In [189]:
import dataclasses
from dataclasses import dataclass
from typing import IO, Any
from pathlib import Path
import functools

import numpy as np
from numpy.typing import NDArray

import h5py

In [243]:
FileType = str | Path | IO[bytes]


def _is_primitive(obj_or_class: Any):
    primitives = (int, float, str)
    if type(obj_or_class) == type:
        return  obj_or_class in primitives
    else:
        return isinstance(obj_or_class, primitives)

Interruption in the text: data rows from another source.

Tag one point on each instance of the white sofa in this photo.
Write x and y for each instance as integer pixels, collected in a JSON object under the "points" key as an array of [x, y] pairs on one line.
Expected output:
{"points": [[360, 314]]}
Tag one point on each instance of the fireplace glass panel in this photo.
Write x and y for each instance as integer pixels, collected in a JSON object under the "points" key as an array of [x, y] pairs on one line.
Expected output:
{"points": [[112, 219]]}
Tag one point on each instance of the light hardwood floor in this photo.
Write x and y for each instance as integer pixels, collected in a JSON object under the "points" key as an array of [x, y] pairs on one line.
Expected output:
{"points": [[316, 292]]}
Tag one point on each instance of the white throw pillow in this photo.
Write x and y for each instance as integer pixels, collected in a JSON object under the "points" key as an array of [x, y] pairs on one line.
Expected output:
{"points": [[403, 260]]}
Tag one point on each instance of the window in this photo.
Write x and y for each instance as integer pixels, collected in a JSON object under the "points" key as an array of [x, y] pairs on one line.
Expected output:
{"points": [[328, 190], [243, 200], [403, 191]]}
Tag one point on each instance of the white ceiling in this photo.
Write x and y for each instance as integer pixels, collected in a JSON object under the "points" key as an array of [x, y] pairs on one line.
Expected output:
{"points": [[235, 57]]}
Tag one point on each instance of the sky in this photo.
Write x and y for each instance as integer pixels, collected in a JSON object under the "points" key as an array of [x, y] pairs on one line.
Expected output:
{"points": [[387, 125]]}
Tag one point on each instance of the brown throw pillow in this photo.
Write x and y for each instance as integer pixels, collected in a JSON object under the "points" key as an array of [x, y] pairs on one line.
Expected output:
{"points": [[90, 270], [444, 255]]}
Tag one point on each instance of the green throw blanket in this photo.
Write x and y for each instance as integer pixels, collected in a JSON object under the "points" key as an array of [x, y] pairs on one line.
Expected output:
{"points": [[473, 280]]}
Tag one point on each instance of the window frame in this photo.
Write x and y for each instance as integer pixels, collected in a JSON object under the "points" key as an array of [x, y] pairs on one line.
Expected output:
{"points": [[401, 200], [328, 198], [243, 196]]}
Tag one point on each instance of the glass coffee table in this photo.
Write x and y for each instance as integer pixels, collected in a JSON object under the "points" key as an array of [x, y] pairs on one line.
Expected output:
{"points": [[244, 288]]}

def _fields(T: Any) -> dict[str, type]:
    # TODO: two separate implementations - one for dataclass, one for pydantic model
    ret: dict[str, type] = {}
    for field in dataclasses.fields(T):
        ret[field.name] = field.type
    return ret


def serialisable(cls):
    serialisable_attrs = _fields(cls)

    def serialise(self, output: FileType | h5py.File | h5py.Group, mode: str = "w"):
        # TODO: replace mode with ADD/REPLACE/NEW?
        h5 = (
            output
            if isinstance(output, (h5py.File, h5py.Group))
            else h5py.File(output, mode)
        )

        for attr, _ in serialisable_attrs.items():
            val = getattr(self, attr)
            if val is None:
                continue

            if _is_primitive(val):
                h5.attrs[attr] = val
            # TODO: elif dict/list -- json? check size?
            elif isinstance(val, np.ndarray):
                h5.create_dataset(attr, data=val)
            elif getattr(val, "__is_serialisable", False):
                grp = h5.create_group(attr)
                val.serialise(output=grp)
            else:
                raise Exception(f"Unsupported type of attribute {attr}")

    @staticmethod
    def deserialise(input: FileType | h5py.File | h5py.Group) -> cls:
        h5 = (
            input
            if isinstance(input, (h5py.File, h5py.Group))
            else h5py.File(input, "r")
        )

        attrs = {}
        for attr, T in serialisable_attrs.items():
            val = None
            if _is_primitive(T):
                val = h5.attrs.get(attr)
            else:
                serialised = h5[attr]
                if isinstance(serialised, h5py.Dataset):
                    val = np.array(serialised)
                elif isinstance(serialised, h5py.Group):
                    val = T.deserialise(serialised)
                else:
                    raise Exception("Unknown type of data in hdf5")
            attrs[attr] = val
        return cls(**attrs)

    cls.serialise = serialise
    cls.deserialise = deserialise
    cls.__is_serialisable = True
    return cls

In [246]:
@dataclass
class Base:
    name: str

@serialisable
@dataclass
class DataClass(Base):
    data: NDArray[np.float_]


@serialisable
@dataclass
class Small:
    x: int
    y: str


@serialisable
@dataclass
class Big:
    a: int
    s: Small
    d: DataClass

In [245]:

s = Small(None, "three")
d = DataClass(data=np.random.rand(2,3), name="D")
b = Big(a=10, s=s, d=d)
b.serialise("/tmp/output.hdf5")

Exception: Unsupported type of attribute s

In [242]:
x = Big.deserialise("/tmp/output.hdf5")
x.s.x is None

True

In [238]:
type(int)

type